LemonData 的以代理为先的 API 在错误响应中加入结构化提示，AI 代理可以立即解析并采取行动 —— 无需网络搜索、无需查阅文档、无需猜测。每个错误响应的标准 error 对象中都包含可选字段，例如 did_you_mean、suggestions、hint、retryable 和 retry_after。这些字段向后兼容 —— 不使用它们的客户端不会有任何差异。

错误提示字段

所有提示字段都是 error 对象内的可选扩展：

字段	类型	描述
`did_you_mean`	`string`	最接近的匹配模型名称
`suggestions`	`array`	带元数据的推荐模型
`alternatives`	`array`	当前可用的替代模型
`hint`	`string`	供人类/代理阅读的下一步指导
`retryable`	`boolean`	是否重试相同请求可能成功
`retry_after`	`number`	重试前等待的秒数
`balance_usd`	`number`	当前账户余额（美元）
`estimated_cost_usd`	`number`	失败请求的预计费用（美元）

错误代码示例

model_not_found (400)

当模型名称不匹配任何活动模型时：

{
  "error": {
    "message": "Model not found: please check the model name",
    "type": "invalid_request_error",
    "param": "model",
    "code": "model_not_found",
    "did_you_mean": "gpt-5.4",
    "suggestions": [
      {"id": "gpt-5.4"},
      {"id": "gpt-5-mini"},
      {"id": "claude-sonnet-4-6"}
    ],
    "hint": "Did you mean 'gpt-5.4'? Use GET https://api.lemondata.cc/v1/models to list all available models."
  }
}

did_you_mean 的解析使用：

静态别名映射（来自生产错误数据）
规范化字符串匹配（去除连字符，大小写不敏感）
编辑距离匹配（阈值 ≤ 3）

公共路由不会为隐藏的、延后可用的或非公开的模型暴露单独的错误代码。将不可用的公共模型视为一次匹配失败：检查 did_you_mean、suggestions 和 hint，然后使用受支持的公共模型重试。
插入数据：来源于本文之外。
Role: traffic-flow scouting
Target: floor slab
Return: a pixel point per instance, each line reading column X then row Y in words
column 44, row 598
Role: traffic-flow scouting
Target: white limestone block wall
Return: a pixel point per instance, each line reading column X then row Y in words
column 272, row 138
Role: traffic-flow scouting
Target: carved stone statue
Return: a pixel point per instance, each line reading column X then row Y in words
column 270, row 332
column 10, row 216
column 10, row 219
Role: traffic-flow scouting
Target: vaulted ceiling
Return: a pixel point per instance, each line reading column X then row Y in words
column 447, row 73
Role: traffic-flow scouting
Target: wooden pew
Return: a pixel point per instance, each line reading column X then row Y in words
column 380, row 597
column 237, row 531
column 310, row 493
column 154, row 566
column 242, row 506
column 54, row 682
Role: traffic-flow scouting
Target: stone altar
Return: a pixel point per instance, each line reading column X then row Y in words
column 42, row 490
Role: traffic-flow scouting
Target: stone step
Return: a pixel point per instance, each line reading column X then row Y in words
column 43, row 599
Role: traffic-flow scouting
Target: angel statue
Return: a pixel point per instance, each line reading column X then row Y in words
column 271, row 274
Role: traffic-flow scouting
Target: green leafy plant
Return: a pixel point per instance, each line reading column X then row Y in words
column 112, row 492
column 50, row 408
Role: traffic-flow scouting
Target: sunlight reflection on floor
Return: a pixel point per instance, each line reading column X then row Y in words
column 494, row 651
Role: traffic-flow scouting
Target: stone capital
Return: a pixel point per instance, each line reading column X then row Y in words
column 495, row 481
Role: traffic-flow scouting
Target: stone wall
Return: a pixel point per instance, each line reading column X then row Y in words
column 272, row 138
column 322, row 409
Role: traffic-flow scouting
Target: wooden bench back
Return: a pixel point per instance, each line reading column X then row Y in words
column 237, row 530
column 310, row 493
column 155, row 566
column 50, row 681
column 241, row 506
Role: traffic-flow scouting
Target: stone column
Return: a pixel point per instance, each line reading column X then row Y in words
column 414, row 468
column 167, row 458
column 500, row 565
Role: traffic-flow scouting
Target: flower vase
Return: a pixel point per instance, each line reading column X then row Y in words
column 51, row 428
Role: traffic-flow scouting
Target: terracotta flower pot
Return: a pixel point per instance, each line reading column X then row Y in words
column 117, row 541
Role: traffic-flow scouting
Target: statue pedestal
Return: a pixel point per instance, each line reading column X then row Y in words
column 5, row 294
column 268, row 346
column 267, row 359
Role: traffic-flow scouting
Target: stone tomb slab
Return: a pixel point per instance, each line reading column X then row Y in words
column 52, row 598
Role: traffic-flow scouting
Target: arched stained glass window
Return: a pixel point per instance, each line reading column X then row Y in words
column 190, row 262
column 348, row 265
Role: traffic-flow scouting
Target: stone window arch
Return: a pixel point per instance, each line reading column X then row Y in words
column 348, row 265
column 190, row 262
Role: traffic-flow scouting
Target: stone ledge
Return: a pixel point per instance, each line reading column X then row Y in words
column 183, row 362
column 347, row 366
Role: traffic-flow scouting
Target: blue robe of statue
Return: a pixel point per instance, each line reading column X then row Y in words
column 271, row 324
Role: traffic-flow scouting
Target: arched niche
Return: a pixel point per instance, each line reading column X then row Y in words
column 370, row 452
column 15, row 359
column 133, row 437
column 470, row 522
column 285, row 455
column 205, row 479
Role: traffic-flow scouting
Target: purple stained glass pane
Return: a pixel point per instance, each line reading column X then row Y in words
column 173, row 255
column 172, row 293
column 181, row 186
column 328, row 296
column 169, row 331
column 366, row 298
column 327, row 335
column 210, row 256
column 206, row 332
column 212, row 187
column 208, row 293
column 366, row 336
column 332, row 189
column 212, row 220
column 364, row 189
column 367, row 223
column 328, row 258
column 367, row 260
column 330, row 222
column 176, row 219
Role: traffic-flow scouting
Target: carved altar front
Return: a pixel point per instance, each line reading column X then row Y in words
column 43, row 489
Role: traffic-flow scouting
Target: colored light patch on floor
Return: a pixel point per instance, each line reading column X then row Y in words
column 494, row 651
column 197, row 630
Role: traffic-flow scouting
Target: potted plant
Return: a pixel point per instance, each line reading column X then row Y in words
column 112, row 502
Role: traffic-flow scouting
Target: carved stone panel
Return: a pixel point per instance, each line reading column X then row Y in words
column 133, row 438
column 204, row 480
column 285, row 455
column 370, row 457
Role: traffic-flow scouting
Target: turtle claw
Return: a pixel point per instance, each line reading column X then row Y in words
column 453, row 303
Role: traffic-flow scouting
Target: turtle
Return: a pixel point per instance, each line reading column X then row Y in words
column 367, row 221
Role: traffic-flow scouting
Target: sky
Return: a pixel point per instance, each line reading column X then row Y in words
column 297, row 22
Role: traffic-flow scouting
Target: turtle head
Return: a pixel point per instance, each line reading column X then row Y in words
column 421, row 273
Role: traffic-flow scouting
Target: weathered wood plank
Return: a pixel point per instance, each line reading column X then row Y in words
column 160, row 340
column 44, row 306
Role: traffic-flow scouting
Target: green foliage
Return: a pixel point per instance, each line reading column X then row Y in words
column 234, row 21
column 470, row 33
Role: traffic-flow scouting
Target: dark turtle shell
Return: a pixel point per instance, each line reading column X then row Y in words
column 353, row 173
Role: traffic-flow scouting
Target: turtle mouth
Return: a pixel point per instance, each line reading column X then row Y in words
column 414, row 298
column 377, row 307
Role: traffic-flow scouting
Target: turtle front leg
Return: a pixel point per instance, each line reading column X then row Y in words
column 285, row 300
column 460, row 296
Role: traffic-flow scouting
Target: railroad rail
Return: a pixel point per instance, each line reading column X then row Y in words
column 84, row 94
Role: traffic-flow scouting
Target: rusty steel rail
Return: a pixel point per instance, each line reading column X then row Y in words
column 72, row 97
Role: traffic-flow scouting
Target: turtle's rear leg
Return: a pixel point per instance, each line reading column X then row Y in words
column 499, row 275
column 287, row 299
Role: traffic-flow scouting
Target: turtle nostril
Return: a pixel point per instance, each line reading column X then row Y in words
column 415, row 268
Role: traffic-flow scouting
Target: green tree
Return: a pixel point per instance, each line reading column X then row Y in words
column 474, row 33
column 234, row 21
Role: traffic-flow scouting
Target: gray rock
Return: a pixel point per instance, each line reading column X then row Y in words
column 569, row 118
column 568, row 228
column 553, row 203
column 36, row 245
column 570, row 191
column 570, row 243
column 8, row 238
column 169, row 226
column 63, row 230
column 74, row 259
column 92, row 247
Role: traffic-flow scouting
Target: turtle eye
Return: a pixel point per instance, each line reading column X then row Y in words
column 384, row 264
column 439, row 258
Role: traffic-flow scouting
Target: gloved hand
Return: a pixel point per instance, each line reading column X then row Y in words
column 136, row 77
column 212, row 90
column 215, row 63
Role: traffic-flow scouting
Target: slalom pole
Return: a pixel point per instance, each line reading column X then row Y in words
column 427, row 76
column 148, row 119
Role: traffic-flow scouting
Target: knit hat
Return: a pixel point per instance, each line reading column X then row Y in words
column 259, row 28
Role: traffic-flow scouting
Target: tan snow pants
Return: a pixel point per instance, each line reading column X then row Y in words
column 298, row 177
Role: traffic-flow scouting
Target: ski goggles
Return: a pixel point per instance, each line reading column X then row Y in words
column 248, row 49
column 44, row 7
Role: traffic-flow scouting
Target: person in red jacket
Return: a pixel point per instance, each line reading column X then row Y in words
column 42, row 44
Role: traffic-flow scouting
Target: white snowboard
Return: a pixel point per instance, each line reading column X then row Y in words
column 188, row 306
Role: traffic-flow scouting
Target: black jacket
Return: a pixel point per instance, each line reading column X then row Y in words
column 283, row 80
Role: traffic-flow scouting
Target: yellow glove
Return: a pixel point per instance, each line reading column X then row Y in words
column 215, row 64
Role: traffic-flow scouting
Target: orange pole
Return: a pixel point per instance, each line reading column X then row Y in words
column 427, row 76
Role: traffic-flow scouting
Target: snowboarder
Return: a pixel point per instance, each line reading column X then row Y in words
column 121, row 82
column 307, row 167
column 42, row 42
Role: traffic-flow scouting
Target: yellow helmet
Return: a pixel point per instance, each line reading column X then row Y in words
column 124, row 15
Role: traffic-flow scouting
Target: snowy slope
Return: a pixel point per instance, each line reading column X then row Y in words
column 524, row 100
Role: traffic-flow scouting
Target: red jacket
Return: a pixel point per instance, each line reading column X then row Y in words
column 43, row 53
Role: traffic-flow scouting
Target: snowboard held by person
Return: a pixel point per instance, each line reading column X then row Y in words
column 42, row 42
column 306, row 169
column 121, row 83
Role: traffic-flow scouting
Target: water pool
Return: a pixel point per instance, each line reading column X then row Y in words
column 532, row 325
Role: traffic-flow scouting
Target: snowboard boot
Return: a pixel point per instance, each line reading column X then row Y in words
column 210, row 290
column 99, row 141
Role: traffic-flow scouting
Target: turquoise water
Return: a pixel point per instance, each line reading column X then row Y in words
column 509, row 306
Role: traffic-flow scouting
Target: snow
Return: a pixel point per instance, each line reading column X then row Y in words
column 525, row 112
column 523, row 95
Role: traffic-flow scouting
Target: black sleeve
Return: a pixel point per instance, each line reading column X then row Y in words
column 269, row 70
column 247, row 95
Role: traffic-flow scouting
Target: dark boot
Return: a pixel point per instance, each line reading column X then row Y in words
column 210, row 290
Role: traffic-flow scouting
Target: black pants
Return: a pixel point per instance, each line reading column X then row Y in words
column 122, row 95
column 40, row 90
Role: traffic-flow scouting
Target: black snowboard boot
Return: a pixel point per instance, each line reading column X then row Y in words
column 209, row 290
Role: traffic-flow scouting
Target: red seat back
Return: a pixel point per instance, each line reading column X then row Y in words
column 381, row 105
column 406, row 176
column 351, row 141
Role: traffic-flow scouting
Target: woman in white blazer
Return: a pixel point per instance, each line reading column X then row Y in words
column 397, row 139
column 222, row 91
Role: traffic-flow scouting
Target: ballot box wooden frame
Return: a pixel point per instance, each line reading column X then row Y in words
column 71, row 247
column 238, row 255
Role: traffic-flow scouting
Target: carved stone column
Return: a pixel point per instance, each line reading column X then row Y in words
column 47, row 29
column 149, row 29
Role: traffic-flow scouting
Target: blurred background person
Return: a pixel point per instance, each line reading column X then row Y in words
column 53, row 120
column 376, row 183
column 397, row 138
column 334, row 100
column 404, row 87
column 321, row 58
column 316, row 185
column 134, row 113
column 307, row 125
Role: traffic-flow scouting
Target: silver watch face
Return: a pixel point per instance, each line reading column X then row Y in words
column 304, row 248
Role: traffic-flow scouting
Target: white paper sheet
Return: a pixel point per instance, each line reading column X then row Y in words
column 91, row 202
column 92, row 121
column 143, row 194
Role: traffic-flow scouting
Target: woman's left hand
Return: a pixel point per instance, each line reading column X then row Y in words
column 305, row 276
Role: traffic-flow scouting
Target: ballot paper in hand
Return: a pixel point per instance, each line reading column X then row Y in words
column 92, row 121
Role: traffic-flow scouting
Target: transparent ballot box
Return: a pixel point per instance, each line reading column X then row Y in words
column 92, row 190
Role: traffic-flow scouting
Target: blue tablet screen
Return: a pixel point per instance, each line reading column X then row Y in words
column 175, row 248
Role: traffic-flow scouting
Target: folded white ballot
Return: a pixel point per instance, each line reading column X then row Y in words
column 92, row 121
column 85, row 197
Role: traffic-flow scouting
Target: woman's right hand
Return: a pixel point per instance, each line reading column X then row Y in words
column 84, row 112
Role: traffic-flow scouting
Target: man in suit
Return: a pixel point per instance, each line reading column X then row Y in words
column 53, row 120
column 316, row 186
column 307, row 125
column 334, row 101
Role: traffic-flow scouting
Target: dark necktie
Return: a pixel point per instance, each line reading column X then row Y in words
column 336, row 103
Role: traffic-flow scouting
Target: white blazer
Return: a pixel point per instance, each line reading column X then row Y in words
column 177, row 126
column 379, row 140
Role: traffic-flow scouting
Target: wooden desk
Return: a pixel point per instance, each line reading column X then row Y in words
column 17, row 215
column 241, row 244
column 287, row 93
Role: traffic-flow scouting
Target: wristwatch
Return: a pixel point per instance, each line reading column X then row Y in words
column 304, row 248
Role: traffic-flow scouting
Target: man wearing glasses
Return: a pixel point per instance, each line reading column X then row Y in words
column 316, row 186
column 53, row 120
insufficient_balance (402)

当账户余额不足以覆盖预计费用时：

{
  "error": {
    "message": "Insufficient balance: need ~$0.3500 for claude-sonnet-4-6, but balance is $0.1200.",
    "type": "insufficient_balance",
    "code": "insufficient_balance",
    "balance_usd": 0.12,
    "estimated_cost_usd": 0.35,
    "suggestions": [
      {"id": "gpt-5-mini"},
      {"id": "deepseek-v3-2"}
    ],
    "hint": "Insufficient balance: need ~$0.3500 for claude-sonnet-4-6, but balance is $0.1200. Try a cheaper model, or top up at https://lemondata.cc/dashboard/billing."
  }
}

suggestions 包含比预计费用更便宜、代理可以切换到的模型。

all_channels_failed (503)

当某个模型的所有上游通道都不可用时：

{
  "error": {
    "message": "Model claude-opus-4-6 temporarily unavailable",
    "code": "all_channels_failed",
    "retryable": true,
    "retry_after": 30,
    "alternatives": [
      {"id": "claude-sonnet-4-6", "status": "available", "tags": []},
      {"id": "gpt-5-mini", "status": "available", "tags": []}
    ],
    "hint": "All channels for 'claude-opus-4-6' are temporarily unavailable. Retry in 30s or try an alternative model."
  }
}

当原因是 no_channels（该模型未配置任何通道）时，retryable 为 false。只有在诸如熔断器触发或配额耗尽等短暂故障情况下，retryable 才为 true。

rate_limit_exceeded (429)

{
  "error": {
    "message": "Rate limit: 60 rpm exceeded",
    "type": "rate_limit_exceeded",
    "code": "rate_limit_exceeded",
    "retryable": true,
    "retry_after": 8,
    "hint": "Rate limited. Retry after 8s. Current limit: 60/min for user role."
  }
}

retry_after 的值根据实际速率限制窗口重置时间计算。

与 OpenAI 兼容的端点使用 LemonData 的稳定公共错误类型，例如 rate_limit_exceeded、upstream_error 和 all_channels_failed。与 Anthropic 兼容和与 Gemini 兼容的端点使用它们各自的原生响应格式。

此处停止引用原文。